The allocation of a basic income to the unemployed hardly stimulates job search, but contributes to increasing their economic security and mental well-being, according to the definitive conclusions of an experiment carried out in Finland between 2017 and 2018 and presented this Wednesday in Helsinki.
The aim of this essay, which cost 20 million euros, was to study the modernization of the Finnish social security system to adapt it to the challenges of a labor market that increasingly requires less manpower due to robotization and new technologies.
Although other countries such as Canada, the Netherlands and Scotland have also launched basic income experiments, Finland is the first in the world at the national level, randomized and whose participation is mandatory by law, which brings more reliable conclusions, according to those responsible.
The Finnish trial consisted of allocating a monthly basic income of 560 euros tax-free to 2,000 unemployed people aged 25 to 58 randomly selected during 2017 and 2018, an income that they continued to receive even if they found work during that period.
At the same time, a control group was established, made up of unemployed people of the same age group who were not granted basic income but received the usual subsidies, and with whom the results obtained were subsequently compared.
According to the final data, those who received the basic income worked an average of 78 days in the second established comparison period -between November 2017 and October 2018-, while the unemployed in the control group managed to work 73 days.
The differences of the first comparison period -the year 2017- were even more insignificant, since the recipients of the basic income worked an average of 49.6 days, compared to 49.3 days for the control group.

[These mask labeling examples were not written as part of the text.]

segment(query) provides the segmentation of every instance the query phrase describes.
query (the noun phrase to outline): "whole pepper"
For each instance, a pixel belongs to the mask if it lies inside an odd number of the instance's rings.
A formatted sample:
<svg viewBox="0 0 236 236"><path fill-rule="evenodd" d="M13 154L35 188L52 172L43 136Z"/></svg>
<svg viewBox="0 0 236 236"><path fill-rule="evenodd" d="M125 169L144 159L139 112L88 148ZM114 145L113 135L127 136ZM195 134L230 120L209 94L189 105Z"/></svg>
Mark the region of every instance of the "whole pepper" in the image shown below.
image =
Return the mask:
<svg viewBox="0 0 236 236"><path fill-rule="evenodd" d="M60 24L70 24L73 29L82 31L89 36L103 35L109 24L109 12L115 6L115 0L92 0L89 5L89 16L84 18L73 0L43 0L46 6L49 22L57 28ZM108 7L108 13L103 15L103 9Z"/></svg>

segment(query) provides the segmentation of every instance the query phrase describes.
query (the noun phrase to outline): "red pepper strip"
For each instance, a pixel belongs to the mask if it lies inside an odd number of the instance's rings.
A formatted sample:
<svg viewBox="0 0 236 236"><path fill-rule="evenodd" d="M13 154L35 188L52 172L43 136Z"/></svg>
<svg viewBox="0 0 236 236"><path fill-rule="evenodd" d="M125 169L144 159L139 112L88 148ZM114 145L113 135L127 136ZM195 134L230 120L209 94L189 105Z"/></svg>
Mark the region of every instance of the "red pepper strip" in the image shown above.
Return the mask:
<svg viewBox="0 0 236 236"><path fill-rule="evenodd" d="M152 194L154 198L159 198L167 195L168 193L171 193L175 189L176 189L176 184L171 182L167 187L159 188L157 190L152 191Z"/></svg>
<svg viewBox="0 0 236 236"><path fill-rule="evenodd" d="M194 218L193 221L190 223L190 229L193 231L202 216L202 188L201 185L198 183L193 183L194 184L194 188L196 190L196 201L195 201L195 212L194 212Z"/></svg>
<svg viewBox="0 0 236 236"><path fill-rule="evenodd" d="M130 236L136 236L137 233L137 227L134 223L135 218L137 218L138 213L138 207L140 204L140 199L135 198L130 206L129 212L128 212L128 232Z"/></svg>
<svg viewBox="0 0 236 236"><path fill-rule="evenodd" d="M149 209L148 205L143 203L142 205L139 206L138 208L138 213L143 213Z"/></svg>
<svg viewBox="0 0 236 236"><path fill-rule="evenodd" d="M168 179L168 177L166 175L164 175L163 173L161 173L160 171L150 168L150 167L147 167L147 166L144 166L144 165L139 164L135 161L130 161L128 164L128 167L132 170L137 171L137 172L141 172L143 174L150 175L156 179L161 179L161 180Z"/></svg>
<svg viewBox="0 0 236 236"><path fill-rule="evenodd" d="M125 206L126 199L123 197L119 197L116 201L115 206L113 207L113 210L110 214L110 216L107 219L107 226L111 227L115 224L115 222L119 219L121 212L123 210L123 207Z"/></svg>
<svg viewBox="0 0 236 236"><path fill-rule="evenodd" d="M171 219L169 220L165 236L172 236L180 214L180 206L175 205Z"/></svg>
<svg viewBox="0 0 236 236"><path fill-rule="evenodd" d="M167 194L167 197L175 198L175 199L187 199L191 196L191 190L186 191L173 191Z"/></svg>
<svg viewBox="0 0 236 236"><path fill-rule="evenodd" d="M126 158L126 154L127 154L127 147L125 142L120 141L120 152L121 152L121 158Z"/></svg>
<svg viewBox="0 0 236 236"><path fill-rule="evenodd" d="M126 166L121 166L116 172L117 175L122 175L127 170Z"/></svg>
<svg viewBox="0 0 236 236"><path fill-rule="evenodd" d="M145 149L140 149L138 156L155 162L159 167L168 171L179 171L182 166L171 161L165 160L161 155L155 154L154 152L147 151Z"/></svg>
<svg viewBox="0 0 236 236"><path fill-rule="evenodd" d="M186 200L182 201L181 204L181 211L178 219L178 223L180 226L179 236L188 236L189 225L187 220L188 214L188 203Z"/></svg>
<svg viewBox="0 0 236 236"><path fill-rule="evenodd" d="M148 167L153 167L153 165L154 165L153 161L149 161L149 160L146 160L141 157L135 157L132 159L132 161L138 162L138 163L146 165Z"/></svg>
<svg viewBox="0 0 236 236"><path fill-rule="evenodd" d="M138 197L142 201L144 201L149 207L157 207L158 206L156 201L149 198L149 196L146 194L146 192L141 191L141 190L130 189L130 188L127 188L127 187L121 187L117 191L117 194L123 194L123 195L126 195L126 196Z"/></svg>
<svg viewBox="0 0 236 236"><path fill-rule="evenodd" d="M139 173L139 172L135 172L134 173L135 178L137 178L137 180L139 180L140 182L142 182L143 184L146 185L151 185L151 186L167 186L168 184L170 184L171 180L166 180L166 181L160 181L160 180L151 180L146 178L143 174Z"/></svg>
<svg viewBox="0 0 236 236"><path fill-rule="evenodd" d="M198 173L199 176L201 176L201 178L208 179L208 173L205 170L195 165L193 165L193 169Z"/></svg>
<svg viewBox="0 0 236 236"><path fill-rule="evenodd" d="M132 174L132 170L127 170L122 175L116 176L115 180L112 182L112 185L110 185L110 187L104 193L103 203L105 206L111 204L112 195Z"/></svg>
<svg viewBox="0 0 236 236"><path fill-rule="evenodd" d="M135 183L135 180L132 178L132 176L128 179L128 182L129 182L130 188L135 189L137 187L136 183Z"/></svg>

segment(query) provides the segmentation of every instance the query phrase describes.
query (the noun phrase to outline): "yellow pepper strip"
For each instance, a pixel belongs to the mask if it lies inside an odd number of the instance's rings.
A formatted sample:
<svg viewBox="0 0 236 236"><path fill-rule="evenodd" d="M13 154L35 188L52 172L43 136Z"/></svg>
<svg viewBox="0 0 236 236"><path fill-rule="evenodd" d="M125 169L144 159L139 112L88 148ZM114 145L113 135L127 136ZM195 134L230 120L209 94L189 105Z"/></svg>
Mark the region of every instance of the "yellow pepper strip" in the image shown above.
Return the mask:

“In general, the effects on employment were small. This indicates that for some people receiving unemployment benefits, the problems of finding a job are not related to bureaucracy or financial incentives,” researcher Kari Hämäläinen said in a statement. from the study authors.
According to Hämäläinen, the employment results of this trial were affected in 2018 by the entry into force of the so-called “job activation model”, a reform that tightened the criteria for receiving unemployment benefits, but not basic income.
Instead, the study authors agree that basic income did have clear effects on the unemployed’s perception of their own economic and mental well-being, as confirmed by a survey conducted shortly before the end of the pilot program.
Of the basic income recipients who participated in the survey, 13% said they live comfortably and 47% did not experience serious financial difficulties, compared to 8% and 44% in the control group, respectively.
At the other extreme, 12% of those who received the basic income affirmed that they barely survive and 28% are in serious financial difficulties, while in the control group the equivalent figures were 15% and 32%, respectively.
“Respondents who received basic income had a more positive perception of their income and economic well-being than the control group. Most feel that their financial situation is manageable and that they have room for maneuver,” said Minna Ylikännö, researcher at the Finnish Social Security (Kela).
Regarding mental well-being, 22% of the recipients of the basic income admitted suffering depression, ten percentage points less than the control group.
Likewise, the satisfaction with life of the recipients of the basic income was 7.3 (on a scale of zero to ten), compared to 6.8 in the control group.
A FINNISH MODEL UNDER THE EXTERNAL PURPOSE
The Finnish experiment aroused great international interest and many voices considered it a failure when the Nordic country presented the preliminary results in February 2019, something that the Finnish authorities do not share.
“The execution of the experiment was successful and provided new information that would not have been possible without it,” researcher Olli Kangas, head of the trial, said in a statement.
Finnish Health and Social Affairs Minister Aino-Kaisa Pekonen agrees with Kangas and believes that “the information obtained through the experiment will be used to tackle the reform of the social security system.”